1. From the input data set `X`, select the first unlabeled observation x1 as the current point, and initialize the first cluster label C to 1.

2. Find the set of points within the epsilon neighborhood `epsilon` of the current point. These points are the neighbors.

1. If the number of neighbors is less than `minpts`, then label the current point as a noise point (or an outlier). Go to step 4.

### Note

`dbscan` can reassign noise points to clusters if the noise points later satisfy the constraints set by `epsilon` and `minpts` from some other point in `X`. This process of reassigning points happens for border points of a cluster.

2. Otherwise, label the current point as a core point belonging to cluster C.

3. Iterate over each neighbor (new current point) and repeat step 2 until no new neighbors are found that can be labeled as belonging to the current cluster C.

4. Select the next unlabeled point in `X` as the current point, and increase the cluster count by 1.

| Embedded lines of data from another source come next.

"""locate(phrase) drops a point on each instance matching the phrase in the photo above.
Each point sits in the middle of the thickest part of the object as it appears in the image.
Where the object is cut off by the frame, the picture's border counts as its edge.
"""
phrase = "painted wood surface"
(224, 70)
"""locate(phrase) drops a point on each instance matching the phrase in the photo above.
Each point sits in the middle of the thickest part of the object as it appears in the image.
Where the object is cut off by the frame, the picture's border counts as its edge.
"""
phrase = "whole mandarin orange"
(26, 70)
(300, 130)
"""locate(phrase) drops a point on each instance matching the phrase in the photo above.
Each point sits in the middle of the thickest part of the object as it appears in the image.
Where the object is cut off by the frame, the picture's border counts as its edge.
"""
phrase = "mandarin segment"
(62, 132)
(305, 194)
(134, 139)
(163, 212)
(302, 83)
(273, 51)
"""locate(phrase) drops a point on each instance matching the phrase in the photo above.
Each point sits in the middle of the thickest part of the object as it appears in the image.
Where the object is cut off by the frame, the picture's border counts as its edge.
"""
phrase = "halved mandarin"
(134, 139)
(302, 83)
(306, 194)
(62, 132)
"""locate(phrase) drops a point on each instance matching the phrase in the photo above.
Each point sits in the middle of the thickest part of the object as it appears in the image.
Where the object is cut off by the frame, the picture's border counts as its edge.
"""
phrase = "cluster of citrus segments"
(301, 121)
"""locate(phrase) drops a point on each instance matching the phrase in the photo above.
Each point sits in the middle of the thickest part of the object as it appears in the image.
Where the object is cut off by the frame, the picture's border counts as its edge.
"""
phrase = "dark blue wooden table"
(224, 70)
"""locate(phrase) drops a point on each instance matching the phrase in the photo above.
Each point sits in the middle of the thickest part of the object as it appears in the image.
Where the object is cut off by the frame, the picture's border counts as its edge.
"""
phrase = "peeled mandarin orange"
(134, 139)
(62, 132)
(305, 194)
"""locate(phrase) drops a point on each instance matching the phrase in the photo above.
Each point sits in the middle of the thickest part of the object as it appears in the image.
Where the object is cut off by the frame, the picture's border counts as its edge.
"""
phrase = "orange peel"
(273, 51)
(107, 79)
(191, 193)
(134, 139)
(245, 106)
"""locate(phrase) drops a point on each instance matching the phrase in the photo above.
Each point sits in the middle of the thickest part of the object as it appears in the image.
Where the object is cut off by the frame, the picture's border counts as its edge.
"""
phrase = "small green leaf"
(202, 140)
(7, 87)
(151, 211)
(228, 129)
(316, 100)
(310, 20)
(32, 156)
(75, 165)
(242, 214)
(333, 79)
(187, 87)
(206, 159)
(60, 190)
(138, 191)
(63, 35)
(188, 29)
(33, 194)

5. Repeat steps 2–4 until all points in `X` are labeled.

• If two clusters have varying densities and are close to each other, that is, the distance between two border points (one from each cluster) is less than `epsilon`, then `dbscan` can merge the two clusters into one.

• Every valid cluster might not contain at least `minpts` observations. For example, `dbscan` can identify a border point belonging to two clusters that are close to each other. In such a situation, the algorithm assigns the border point to the first discovered cluster. As a result, the second cluster is still a valid cluster, but it can have fewer than `minpts` observations.

 Ester, M., H.-P. Kriegel, J. Sander, and X. Xiaowei. “A density-based algorithm for discovering clusters in large spatial databases with noise.” In Proceedings of the Second International Conference on Knowledge Discovery in Databases and Data Mining, 226-231. Portland, OR: AAAI Press, 1996.